Proposal about optimized AssignEvaluator

I am currently looking at the code in AssignEvaluator.h and have ideas for improvement, but would like to hear your opinions before spending more time on it. Basically, the current assignment logic does not generate optimal code in several cases, especially when the exact size of the destination is not known at compile time. However, the logic could take the maximum size of the destination into account (if known at compile time, e.g. here: https://gitlab.com/libeigen/eigen/-/blob/master/Eigen/src/Core/AssignEvaluator.h#L54 ), or could take the size of the source into account (currently not done at all in copy_using_evaluator_traits, not sure why?). Possible effects of the current code are:

vector instructions (e.g. SSE, AVX) are generated but cannot be used at runtime because the number of elements to copy is too small.

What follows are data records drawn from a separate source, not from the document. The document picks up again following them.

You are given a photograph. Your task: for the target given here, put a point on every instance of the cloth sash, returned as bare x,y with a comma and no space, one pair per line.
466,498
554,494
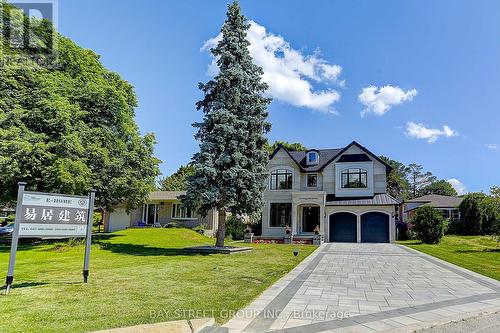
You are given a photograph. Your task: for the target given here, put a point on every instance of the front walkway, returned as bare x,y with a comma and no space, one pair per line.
353,287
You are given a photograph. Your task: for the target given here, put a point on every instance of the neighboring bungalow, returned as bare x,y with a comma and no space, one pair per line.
448,205
163,207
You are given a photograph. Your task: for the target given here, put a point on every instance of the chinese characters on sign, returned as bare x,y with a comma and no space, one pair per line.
41,215
53,215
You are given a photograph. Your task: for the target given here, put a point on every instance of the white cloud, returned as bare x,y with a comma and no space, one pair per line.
458,186
288,72
419,131
379,100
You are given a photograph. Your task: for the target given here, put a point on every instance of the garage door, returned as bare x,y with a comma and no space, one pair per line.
342,227
375,228
118,220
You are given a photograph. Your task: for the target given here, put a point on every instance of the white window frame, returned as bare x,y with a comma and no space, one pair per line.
316,155
182,209
145,212
307,180
277,170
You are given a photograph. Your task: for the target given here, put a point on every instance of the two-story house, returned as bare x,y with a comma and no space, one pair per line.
343,191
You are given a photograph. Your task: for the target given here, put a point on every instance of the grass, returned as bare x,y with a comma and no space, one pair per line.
136,276
480,254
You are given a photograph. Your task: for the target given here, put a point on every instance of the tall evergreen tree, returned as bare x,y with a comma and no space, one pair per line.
230,168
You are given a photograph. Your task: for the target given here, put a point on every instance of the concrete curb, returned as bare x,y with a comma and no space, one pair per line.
177,326
421,327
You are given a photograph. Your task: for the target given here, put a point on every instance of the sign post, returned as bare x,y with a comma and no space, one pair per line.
88,242
45,215
15,238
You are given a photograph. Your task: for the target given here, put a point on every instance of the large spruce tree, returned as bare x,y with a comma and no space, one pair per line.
230,166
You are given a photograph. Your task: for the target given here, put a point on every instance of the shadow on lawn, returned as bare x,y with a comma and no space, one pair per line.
25,285
478,251
142,250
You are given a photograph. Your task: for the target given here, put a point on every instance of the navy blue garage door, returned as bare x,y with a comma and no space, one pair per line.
342,227
375,228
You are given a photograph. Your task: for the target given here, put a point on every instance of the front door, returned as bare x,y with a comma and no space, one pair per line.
310,218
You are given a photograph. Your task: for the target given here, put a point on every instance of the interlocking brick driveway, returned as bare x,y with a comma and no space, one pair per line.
349,287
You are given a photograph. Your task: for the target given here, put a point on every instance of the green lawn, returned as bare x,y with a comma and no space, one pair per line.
480,254
134,274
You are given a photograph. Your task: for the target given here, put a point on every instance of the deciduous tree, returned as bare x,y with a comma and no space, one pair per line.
70,127
441,187
178,180
418,179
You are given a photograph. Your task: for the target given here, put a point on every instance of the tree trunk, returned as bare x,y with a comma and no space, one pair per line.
221,230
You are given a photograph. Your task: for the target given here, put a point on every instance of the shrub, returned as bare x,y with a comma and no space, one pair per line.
200,228
429,225
470,213
171,225
490,215
235,227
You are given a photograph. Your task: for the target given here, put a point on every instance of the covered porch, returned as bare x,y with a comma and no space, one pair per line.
308,212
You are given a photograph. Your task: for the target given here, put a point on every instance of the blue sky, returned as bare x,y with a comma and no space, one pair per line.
441,59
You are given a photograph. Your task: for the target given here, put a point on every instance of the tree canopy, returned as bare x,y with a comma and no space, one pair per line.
70,127
441,187
230,167
296,146
178,180
419,179
397,180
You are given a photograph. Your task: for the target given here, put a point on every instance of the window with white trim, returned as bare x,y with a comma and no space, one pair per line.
312,180
281,180
354,178
180,212
312,158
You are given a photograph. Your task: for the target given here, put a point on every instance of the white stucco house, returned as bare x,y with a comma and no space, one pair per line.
343,191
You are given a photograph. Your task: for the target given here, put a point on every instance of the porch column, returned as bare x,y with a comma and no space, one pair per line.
392,228
358,228
322,220
294,225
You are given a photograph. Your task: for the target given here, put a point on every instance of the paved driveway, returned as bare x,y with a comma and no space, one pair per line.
349,287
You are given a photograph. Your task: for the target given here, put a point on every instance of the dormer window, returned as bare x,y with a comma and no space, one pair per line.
312,157
354,178
281,180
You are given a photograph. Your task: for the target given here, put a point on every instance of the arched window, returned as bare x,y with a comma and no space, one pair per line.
354,178
281,179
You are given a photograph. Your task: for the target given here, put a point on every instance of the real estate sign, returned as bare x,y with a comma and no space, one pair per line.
50,215
53,215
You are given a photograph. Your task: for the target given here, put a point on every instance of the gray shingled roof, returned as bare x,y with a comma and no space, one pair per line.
166,195
436,200
382,199
325,156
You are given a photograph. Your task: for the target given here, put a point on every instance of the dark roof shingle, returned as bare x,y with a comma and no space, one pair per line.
382,199
436,200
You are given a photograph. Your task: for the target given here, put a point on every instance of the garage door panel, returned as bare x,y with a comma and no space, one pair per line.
375,228
343,227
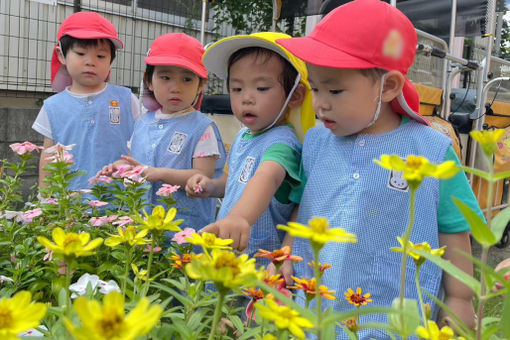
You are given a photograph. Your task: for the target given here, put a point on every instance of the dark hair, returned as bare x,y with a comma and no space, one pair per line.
149,72
67,42
289,73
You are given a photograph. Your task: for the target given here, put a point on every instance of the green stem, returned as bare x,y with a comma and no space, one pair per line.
405,241
217,314
317,290
485,253
420,298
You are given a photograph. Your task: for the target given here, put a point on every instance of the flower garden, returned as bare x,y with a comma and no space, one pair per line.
88,265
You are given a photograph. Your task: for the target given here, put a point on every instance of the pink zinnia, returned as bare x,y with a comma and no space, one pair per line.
96,203
167,190
180,237
23,148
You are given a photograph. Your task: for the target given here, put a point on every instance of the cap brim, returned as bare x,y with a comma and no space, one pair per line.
216,56
81,34
320,54
177,61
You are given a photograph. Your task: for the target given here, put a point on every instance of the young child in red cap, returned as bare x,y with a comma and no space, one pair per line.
174,139
87,111
357,58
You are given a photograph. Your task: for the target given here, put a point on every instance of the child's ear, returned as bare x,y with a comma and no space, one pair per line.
298,96
60,56
393,85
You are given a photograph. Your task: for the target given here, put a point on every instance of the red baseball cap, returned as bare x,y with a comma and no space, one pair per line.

Either no vector instructions can be used (e.g. only 3 floats to copy) or vector instructions could be used, but not the ones chosen by the code (e.g. 4 floats to copy but code chooses instructions that copy in packets of 8). So some unnecessary for-loops have to be skipped at runtime, and sometimes elements could be copied in packets but aren't
as a result of the previous point, in some cases compiler warnings like these are generated: #2506 (closed) they are indeed false-positives in the sense that at runtime, no out-of-bounds error happens because the generated vector instruction is skipped. But also, GCC is not completely wrong about showing the warning because generating the vector instruction could be avoided completely, all the necessary information is there at compile time
sometimes, loops could be unrolled but aren't. Though I am still in the process of understanding the unrolling logic

Example:

// suggested compile command: g++ eigen_assignment.cpp -o eigen_assignment -msse -mavx -O3 -Wall -Wextra -I/path/to/eigen
#define EIGEN_DEBUG_ASSIGN 1
#include <Eigen/Dense>
#include <iostream>
int main() {
#if 0 // switch between examples
    Eigen::Array<float, 3, 1> a;
    a.setRandom();
    
    Eigen::Array<float, -1, 1> b;
    b.setRandom(3, 1);
    b = a; // Chooses LinearVectorizedTraversal with packet size 8, but only 3 floats have to be copied (see a, which is source).
           // Should actually choose LinearTraversal.
#else
    Eigen::Array<double, 2, 1> a;
    a.setRandom();

    Eigen::Array<double, 3, 1> b;
    b.setRandom();
    b.tail(2) = a; // Chooses LinearVectorizedTraversal with packet size 4, but only 2 doubles have to be copied.
                   // Max size of destination b is 3. GCC emits array-bounds warnings.
                   // Should actually choose LinearVectorizedTraversal with packet size 2.
#endif
    return 0;
}

To be clear, no runtime errors like out-of-bound accesses are happening (that I am aware of), but currently, the generated code is inefficient and generates compiler warnings. I am willing to improve this in a merge request, but would first like to hear your opinions. Is there any reason why the logic in copy_using_evaluator_traits currently does not use the maximum size of the destination and the size/maximum size of the source (if known at compile time)?